Target Population and Inmate Profile—Demographics

The jail primarily houses men and women who are incarcerated for traffic, drug, alcohol-related, and property offenses (Sheriff–Hancock County, n.d.). Other crimes include forgery, petty theft, and misdemeanor assault. The male-to-female ratio is typically 80:20. The predominant race is White, and the typical marital status is single. Approximately 25% of the people incarcerated at this jail have a diagnosed mental illness, such as depression, schizophrenia, or bipolar disorder, and 70% to 80% are reported to have a dual diagnosis, such as alcoholism and bipolar disorder (Sheriff–Hancock County, n.d.).

The OT process begins with administration of an occupational profile that summarizes data on demographics, previous activities of daily living, IADLs, previous and current time usage, medical history, self-defined strengths and weaknesses, and preferred outcomes defined by the participant. The Allen Cognitive Level Screen (ACLS) is administered to determine the person's cognitive level, gauge his or her capacity for learning and goal setting, and focus on intervention delivery (Asher, 2007; Brown et al., 2019). This tool assesses ability to follow directions, attention to task, problem-solving skills, and judgment (Allen, 1991; Brown et al., 2019). Sensory responses to environmental input collected by the Adolescent/Adult Sensory Profile provide valuable information about this population. This self-report questionnaire defines sensory processing capacities as low registration, sensation-seeking, sensory sensitivity, and sensation-avoiding behaviors based on responses to questions that are structured as “I feel . . . when.” Responses are rated on a frequency-focused Likert scale with responses that range from “almost never” to “almost always” (Asher, 2007; Brown et al., 2019). Because of the known prevalence of trauma among this population, the Adverse Childhood Experiences (ACE) score is used in the evaluation process. This self-report questionnaire asks individuals about childhood traumatic events with a yes/no answer format (Centers for Disease Control and Prevention, 2019). Scores range from 0 to 10, with higher scores indicating a greater number of traumatic experiences. These assessment tools were selected for their established reliability and validity and are widely used in OT across practice settings, including corrections (Brown et al., 2019). Collectively, these assessment tools provide a holistic profile that reflects the complex factors that affect the occupational performance of a population of individuals who often have various co-occurring medical conditions and a history of trauma.

The demographic features of this population are reflected in a composite profile of 59 participants who completed the program. This group included 46 men and 13 women, with a mean age of 30 years. Approximately one third of the participants (19) had completed some high school, and the vast majority did not have a high school diploma (86%). One inmate was working toward earning high school-level academic skills through a General Educational Development (GED) program, 13 already had a GED, 17 had some college credits, and 1 had an associate's degree (Table 1).

Characteristics of the Participants (N = 59)

Table 1:

Characteristics of the Participants (N = 59)
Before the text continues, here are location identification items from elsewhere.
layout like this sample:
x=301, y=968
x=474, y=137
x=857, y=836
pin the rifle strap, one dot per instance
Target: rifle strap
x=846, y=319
Assessment showed total mean scores for Sensory Profile quadrants as follows: Quadrant 1, 33.203 (low registration); Quadrant 2, 47.898 (sensory seeking); Quadrant 3, 34.237 (sensory sensitivity); and Quadrant 4, 35.271 (sensory avoiding). Each quadrant has a maximum possible score of 75. For cognitive level, the total mean ACLS score was 5.125, whereas the mean score for men was 5.117 and for women was 5.169 (exploratory action level). The total mean ACE score was 4.7, with a mean score for men of 4.63 and a mean score for women of 5.154 (Table 2).

Assessment Results (N = 59)

Table 2:

Assessment Results (N = 59)

The most frequently identified outcomes from the occupational profile included the desire to develop healthy, positive decisions and supports. In addition, the findings identified a need for improved concentration, time management, motivation, and coping skills. Information obtained from the occupational profile and the other assessments was beneficial when identifying and tailoring occupation-based interventions that emphasize the importance of doing for people to learn and develop the necessary skills for successful employment and reentry to the community.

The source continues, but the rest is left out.